Problem is, it just doesn't pass the laugh test. The Fire has:
no front camera
no rear camera
no microphone
no bluetooth
no GPS
no accelerometer
no compass
no gyroscope
no video out
no ambient light sensor
lower resolution
less RAM
worse performance
less storage
no App store with 200,000 apps
and, finally, it's not full size.
It's like telling me you have a new car, then taking me to the driveway and showing me a set of 4 wheels. They might be really nice wheels, but it still isn't a car.
Do shipments mean sold to the consumer or do they mean sold to the retailer?
If it's the latter, what's the point in researching and publishing these numbers?
Pardon my ignorance.
I am admittedly an Apple fan boy, but i'm so tired of these unsubstantiated claims that the Kindle Fire is selling significantly at all. It is a nice device, but since Amazon refuses to break out sales figures by product, simply lumping all kindle products in one category, it is sloppy to make any assumptions about individual product sales. If anything the iPad with Apple's massive marketing and PR push is helping drive sales of the Kindle Fire, rather than the other way around.

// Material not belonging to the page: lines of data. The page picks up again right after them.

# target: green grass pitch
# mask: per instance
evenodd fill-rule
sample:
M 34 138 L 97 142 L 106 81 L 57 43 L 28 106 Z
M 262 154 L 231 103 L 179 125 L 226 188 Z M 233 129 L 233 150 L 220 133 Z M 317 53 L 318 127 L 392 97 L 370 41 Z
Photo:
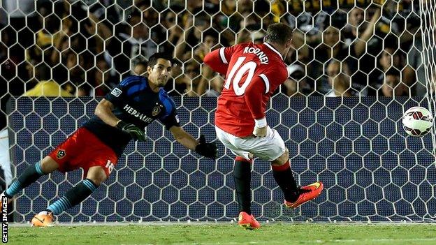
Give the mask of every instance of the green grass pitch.
M 436 244 L 435 224 L 230 223 L 10 227 L 10 244 Z

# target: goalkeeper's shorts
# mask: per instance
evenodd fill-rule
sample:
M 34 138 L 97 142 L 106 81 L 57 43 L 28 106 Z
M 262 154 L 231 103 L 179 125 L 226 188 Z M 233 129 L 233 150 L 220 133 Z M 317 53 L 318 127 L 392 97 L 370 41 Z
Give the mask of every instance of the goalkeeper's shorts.
M 268 126 L 266 137 L 247 136 L 239 138 L 228 133 L 215 126 L 217 137 L 226 147 L 235 155 L 241 156 L 248 161 L 249 154 L 255 157 L 266 161 L 273 161 L 283 155 L 286 150 L 284 142 L 275 129 Z
M 109 176 L 118 161 L 115 152 L 87 129 L 79 128 L 48 155 L 59 165 L 60 172 L 83 168 L 86 178 L 91 167 L 101 166 Z

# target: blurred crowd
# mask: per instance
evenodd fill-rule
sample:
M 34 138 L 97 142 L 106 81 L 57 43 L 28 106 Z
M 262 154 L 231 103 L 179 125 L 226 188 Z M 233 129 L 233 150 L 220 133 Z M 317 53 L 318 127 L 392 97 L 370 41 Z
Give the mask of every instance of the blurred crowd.
M 6 1 L 0 16 L 3 112 L 10 96 L 103 96 L 123 77 L 143 75 L 157 51 L 177 60 L 171 96 L 217 96 L 224 78 L 203 64 L 205 54 L 261 43 L 277 22 L 295 31 L 290 77 L 277 93 L 427 91 L 418 1 L 20 0 Z

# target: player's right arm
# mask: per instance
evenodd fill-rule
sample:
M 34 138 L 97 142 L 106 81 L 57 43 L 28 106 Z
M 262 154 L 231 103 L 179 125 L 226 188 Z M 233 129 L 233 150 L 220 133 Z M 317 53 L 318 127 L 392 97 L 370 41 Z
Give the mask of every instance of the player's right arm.
M 115 107 L 122 106 L 123 101 L 128 96 L 126 94 L 128 94 L 129 89 L 133 86 L 138 86 L 138 84 L 140 84 L 140 82 L 138 81 L 138 77 L 126 77 L 100 101 L 94 114 L 105 124 L 117 127 L 129 134 L 132 139 L 145 141 L 145 132 L 143 129 L 133 124 L 121 120 L 112 112 Z
M 112 110 L 114 108 L 115 106 L 110 101 L 103 98 L 99 103 L 97 107 L 96 107 L 94 114 L 96 116 L 99 117 L 101 121 L 104 121 L 105 124 L 115 127 L 120 120 L 112 113 Z
M 257 137 L 266 136 L 268 131 L 268 124 L 263 111 L 266 105 L 263 105 L 264 102 L 262 99 L 263 94 L 268 93 L 269 89 L 266 86 L 264 80 L 261 77 L 256 76 L 253 77 L 244 94 L 245 104 L 247 104 L 254 119 L 255 125 L 253 134 Z

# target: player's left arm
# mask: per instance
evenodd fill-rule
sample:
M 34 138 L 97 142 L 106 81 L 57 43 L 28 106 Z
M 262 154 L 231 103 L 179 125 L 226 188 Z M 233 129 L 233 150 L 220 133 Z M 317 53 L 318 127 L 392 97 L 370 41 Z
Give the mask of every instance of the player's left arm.
M 144 131 L 133 124 L 126 123 L 119 119 L 112 112 L 114 108 L 115 105 L 112 102 L 103 98 L 96 107 L 94 114 L 105 124 L 112 127 L 117 127 L 129 133 L 133 140 L 145 141 Z
M 204 135 L 200 136 L 197 141 L 194 136 L 185 131 L 182 127 L 173 126 L 170 128 L 170 131 L 177 142 L 191 150 L 194 150 L 198 154 L 216 159 L 218 155 L 218 149 L 215 142 L 206 142 Z
M 205 56 L 203 61 L 213 70 L 225 76 L 227 74 L 228 63 L 235 49 L 235 46 L 232 46 L 215 50 Z

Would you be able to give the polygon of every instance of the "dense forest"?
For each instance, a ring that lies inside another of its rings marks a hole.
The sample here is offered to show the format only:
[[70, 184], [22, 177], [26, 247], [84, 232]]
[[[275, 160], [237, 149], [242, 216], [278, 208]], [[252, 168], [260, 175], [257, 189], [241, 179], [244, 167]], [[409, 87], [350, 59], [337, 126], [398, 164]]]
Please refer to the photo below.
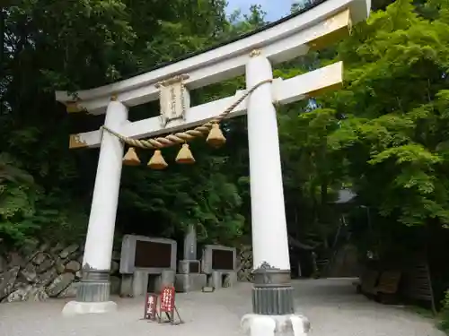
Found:
[[[226, 15], [225, 7], [224, 0], [21, 0], [2, 8], [4, 246], [82, 242], [86, 232], [98, 150], [69, 151], [68, 134], [98, 129], [103, 116], [67, 115], [54, 91], [113, 82], [268, 23], [260, 5], [249, 14]], [[292, 237], [327, 247], [342, 214], [361, 254], [427, 248], [446, 235], [448, 31], [446, 0], [377, 0], [350, 36], [276, 68], [275, 76], [288, 78], [345, 65], [342, 90], [278, 107]], [[193, 104], [243, 88], [239, 77], [195, 90]], [[158, 109], [156, 102], [133, 108], [130, 118]], [[127, 233], [178, 238], [190, 224], [200, 242], [250, 243], [245, 127], [244, 117], [226, 121], [219, 150], [194, 142], [193, 166], [125, 167], [118, 244]], [[176, 152], [164, 155], [172, 161]], [[336, 202], [342, 189], [357, 194], [350, 206]]]

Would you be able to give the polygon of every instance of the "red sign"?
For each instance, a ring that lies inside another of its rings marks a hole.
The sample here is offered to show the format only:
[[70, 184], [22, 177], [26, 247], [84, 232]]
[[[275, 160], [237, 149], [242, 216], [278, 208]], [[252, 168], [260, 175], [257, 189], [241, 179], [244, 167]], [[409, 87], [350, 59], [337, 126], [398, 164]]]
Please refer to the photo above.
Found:
[[174, 287], [166, 286], [161, 292], [160, 311], [172, 313], [174, 309]]
[[157, 295], [146, 293], [144, 318], [155, 320], [157, 316]]

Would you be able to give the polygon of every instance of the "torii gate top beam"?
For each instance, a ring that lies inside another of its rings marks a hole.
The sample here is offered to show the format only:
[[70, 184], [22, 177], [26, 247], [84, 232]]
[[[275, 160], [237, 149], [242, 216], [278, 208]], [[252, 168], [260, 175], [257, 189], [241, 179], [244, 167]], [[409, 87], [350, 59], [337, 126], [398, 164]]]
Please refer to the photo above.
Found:
[[155, 84], [169, 76], [189, 73], [184, 82], [190, 90], [222, 82], [244, 73], [251, 50], [261, 50], [273, 64], [293, 59], [348, 31], [351, 22], [368, 16], [370, 7], [371, 0], [318, 1], [304, 11], [217, 47], [113, 84], [80, 90], [75, 99], [66, 91], [57, 91], [56, 99], [66, 104], [69, 112], [102, 114], [112, 95], [128, 107], [157, 99]]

Don't forget that the Kindle Fire is essentially the same hardware as the failed RIM Playbook, granted with much better software and commerce ecosystem. But even so, it just boggles the mind that where all others have failed miserably Amazon is succeeding.
I argue, recklessly and in a factual vacuum, that Amazon is selling a majority of sub $100 Kindles and a few Kindle Fires. I'll stick by this until Amazon chooses to share a sales (to consumers not channel sales) breakdown by individual product. The only reason i can see for them to bury the Kindle Fire's sales in aggregate with all Kindle sales, is because they are embarrassingly dismal at this time.